I am tempted to write some more about Terry Tempest Williams’s When Women Were Birds. I wrote about it already, yes, but a proper response would be a book. Or a lifetime.
Instead, I read Stuart Dybek’s Ecstatic Cahoots, a collection of fifty short stories. After reading Terry Tempest Williams, and after reading Flannery O’Connor, I found Dybek’s stories to be missing any vitality. Voice, yes, but what did it mean? What did any of it mean?
A long time ago I met Carin Besser, who, at the time, was a fiction editor at the New Yorker. She was paid by the university to read stories that had been written by the grad students and then tell us what she thought about them.
She told me to read Stuart Dybek. I took the advice seriously because she had cowritten a song named Ada that I liked. But not seriously enough to read anything by him. This year, however, FS&G released two books by him concurrently, and I finally took the advice to read Stuart Dybek.
I see why she said that. I had given her my story Rainbow Fish, which starts normally, gets strange, and then stays strange. “You gain your reader’s trust and then pull the rug out from under them,” she told me.
This is what Stuart Dybek does again and again and again. Some of the stories in this collection are weird. Some are very weird. One I read twice but I still didn’t get it.
"He wanted to imagine what the doll would feel in the time to come when she would give birth to the potato," was its last line.
I feel like I could do stories like this all of my life. But surely writing should mean something too?
But this isn’t the book’s major failing. Ecstatic Cahoots feels old, dated, even though it has been newly published. It’s a collection that could have been published in 1962. Women are prostitutes or undressed. They “give happy endings.” Men speak to each other “conspiratorially,” a description Dybek uses at least three times. There’s no internet, or 9/11, or Iraq war, or President Obama either, but its datedness comes most from its worldview.

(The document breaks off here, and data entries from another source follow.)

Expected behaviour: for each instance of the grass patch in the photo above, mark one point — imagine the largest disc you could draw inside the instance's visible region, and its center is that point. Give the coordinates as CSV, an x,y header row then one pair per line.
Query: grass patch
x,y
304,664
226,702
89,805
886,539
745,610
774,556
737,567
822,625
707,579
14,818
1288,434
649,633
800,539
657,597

"I wouldn’t mind selling my body if somebody’d offer to buy," Britt, a single-mom says at the beginning of the story Transaction. She continues: "It’s not an especially original female fantasy. But besides the fantasy turn-on, there’s something attractively up-front about it. A simple transaction seems honest compared to the bullshit I’ve seen that passes for a quote ‘relationship’ between men and women."
In When Women Were Birds, Terry Tempest Williams writes about Nushu script from China. “To look at the script of Nushu is to see bird tracks, crows walking deliberately down a narrow path of snow. This is the secret script of women, used for hundreds of years in the rural villages of Jiangyong.” Nushu “was a way women could speak to themselves outside of the language of men.”
Stuart Dybek firmly places the women in his stories inside the language of men.